DREW IS IN THE MIDST OF PROBLEMS! 
 But for all the right reasons, says GL's Tammy Blanchard.
 I'm really glad that Drew likes Ben, loves Ben, and she's glad that he's her father.  It's great that he's the underdog on the show and that Drew is rooting for him. Now she's getting into trouble with everybody because of it. Buzz and her mom Selena are fighting over it, and Drew is fighting with Jesse because of it.
 I like that Drew's in turmoil, but for the right reasons. In the beginning, Drew was in turmoil because she was just a bitch and she didn't know what she was doing. I like playing a character who's in the right, but no one else can see that, except for the audience. That's totally fun and totally fun to play. I'm just glad Drew's growing older, she's maturing...and she's becoming a real character that people can relate to and that people are starting to adore and look up to.

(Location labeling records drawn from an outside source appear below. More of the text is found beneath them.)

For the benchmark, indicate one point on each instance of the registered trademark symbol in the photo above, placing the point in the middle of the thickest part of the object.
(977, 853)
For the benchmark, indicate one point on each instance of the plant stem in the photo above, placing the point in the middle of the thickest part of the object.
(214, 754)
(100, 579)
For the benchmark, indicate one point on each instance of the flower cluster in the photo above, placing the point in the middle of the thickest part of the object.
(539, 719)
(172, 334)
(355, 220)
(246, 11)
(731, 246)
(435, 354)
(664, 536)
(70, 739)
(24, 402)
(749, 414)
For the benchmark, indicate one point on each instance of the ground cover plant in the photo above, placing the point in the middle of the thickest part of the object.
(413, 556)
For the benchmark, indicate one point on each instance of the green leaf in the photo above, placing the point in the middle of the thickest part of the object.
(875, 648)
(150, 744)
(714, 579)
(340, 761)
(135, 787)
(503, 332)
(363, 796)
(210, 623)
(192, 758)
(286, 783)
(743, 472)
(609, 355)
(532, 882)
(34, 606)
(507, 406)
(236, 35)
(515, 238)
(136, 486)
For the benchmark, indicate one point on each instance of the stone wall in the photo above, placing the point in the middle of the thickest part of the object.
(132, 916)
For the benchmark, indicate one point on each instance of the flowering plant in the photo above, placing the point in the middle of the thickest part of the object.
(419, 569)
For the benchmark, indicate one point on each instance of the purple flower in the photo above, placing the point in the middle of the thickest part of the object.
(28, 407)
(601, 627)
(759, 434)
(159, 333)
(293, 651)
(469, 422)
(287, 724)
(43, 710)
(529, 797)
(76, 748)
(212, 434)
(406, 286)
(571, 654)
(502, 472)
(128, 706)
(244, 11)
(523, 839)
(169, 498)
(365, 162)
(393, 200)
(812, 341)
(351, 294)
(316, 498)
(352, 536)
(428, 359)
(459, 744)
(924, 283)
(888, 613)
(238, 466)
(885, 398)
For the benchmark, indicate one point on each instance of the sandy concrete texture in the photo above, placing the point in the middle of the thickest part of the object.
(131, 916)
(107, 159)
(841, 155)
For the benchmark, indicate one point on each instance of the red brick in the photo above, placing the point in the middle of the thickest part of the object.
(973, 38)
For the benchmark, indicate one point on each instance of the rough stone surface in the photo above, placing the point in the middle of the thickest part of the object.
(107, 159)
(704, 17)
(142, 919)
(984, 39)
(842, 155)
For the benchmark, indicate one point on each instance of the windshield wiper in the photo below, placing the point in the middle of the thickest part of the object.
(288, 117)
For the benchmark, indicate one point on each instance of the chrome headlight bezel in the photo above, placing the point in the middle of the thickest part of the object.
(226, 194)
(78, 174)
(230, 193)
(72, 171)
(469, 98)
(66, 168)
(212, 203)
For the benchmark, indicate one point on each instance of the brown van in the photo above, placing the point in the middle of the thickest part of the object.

 As far as feeling conflicted about her two dads, it's been a long time since her dad, Mr. Jacobs, died, and it's been a long time that she's been dealing with being adopted. She understands that Mr. Jacobs was the man who adopted her and loved her. He was her daddy. But she realizes that she was borne of two people that she should completely know and get to know and love just as much as her daddy."